Marco Farani Photo: ABC
Marco Farani - Director of the Brazilian Agency for Cooperation
By Lanre Akinola | Published: 25 August, 2011
“You cannot stay completely silent if you see that your neighbour needs your help. The real motivation is the fact that we can and should help other countries in areas where they think we can help”
The first decade of the 21st century has done much to reshape Africa’s external relationships. Long dominated by the West, the seemingly unstoppable ascent of major emerging markets, led by the likes of China, India and Brazil, is fundamentally transforming the continent’s economic and political partnerships.
Along with its counterparts, Brazil has fast established itself as a major trading partner with the region, while political engagement has deepened significantly in recent years. Under former President Luiz Inácio Lula da Silva, who led the country from 2003-2010, trade with Africa has soared from less than $5bn to more than $20bn in 2010. Brazil has also opened 17 new embassies on the continent, and President Lula himself visited 23 African countries on close to a dozen official visits.

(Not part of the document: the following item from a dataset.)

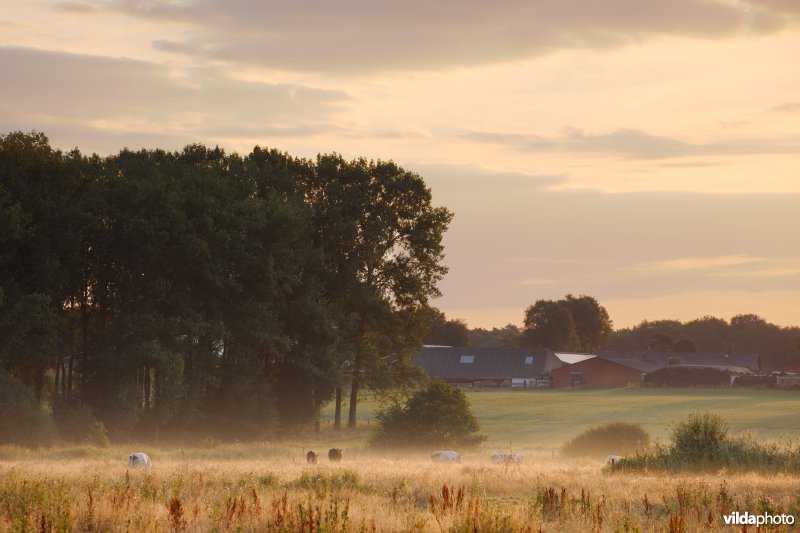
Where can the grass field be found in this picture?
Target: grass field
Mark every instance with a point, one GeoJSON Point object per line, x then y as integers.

Under the banner of “South-South Cooperation”, the use of soft power has been a defining aspect of engagement with the continent. The approach stresses political solidarity, shared experience and cultural heritage as the building blocks of the country’s Africa policy, ahead of more commercially oriented objectives. At the heart of this “South-South” approach is knowledge sharing in the form of technical cooperation under the auspices of the Brazilian Agency for Cooperation (ABC). In the often hard-nosed world of international affairs, prioritising political solidarity over strategic interest may seem unusual, but Marco Farani, the agency’s head, insists Brazilian foreign policy in Africa is best understood through this prism.

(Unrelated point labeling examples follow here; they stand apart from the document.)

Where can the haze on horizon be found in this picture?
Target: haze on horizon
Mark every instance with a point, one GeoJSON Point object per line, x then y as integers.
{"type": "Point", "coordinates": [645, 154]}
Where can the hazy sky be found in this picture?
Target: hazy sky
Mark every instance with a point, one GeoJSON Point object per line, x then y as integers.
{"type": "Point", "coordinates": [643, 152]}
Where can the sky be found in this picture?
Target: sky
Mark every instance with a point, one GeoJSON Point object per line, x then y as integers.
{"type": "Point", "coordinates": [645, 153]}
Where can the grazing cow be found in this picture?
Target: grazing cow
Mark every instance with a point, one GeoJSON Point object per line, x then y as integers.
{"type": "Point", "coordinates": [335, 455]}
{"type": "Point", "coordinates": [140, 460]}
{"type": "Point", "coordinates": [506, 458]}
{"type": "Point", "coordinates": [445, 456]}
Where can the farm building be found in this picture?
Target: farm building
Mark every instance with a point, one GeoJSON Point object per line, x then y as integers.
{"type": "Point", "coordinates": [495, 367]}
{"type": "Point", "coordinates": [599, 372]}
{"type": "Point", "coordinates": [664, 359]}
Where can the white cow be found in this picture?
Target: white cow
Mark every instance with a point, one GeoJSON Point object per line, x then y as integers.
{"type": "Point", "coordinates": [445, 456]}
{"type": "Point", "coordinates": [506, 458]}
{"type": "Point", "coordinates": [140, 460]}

“It will be a natural consequence that this will have benefits for Brazil, but this is not the real motivation. The motivation is real solidarity. You cannot stay completely silent if you see that your neighbour needs your help. The real motivation is the fact that we can and should help other countries in areas where they think we can help.”
It is a sentiment that featured heavily in political rhetoric around Brazil’s relationship with Africa during the Lula era, with repeated statements affirming Brazil’s responsibility to share its new found prosperity with less fortunate neighbours in the southern hemisphere. With close to 50 percent of Brazilians tracing their heritage back to Africa, solidarity-based cooperation between the two is a natural model for engagement with Africa, argues Mr Farani.
This is not to say that Brazil does not have any commercial interests in the region. Brazilian companies are actively expanding their operations in Africa. State-controlled Petrobras, and iron ore giant Vale, both have growing portfolios on the continent, with plans to invest billions in the development of projects in the next few years. Other major Brazilian companies vying for business include construction company Odebrecht, as well as aerospace firm Embraer.
Mr Farani has no illusions about the commercial incentives for closer ties with a fast growing region such as sub-Saharan Africa, but is adamant that this is not a driver of Brazil’s approach. “Of course Brazilian investment is growing a lot in Africa, and of course it will open opportunities for Brazilian companies… But, and this is very important, it is not done with that specific purpose.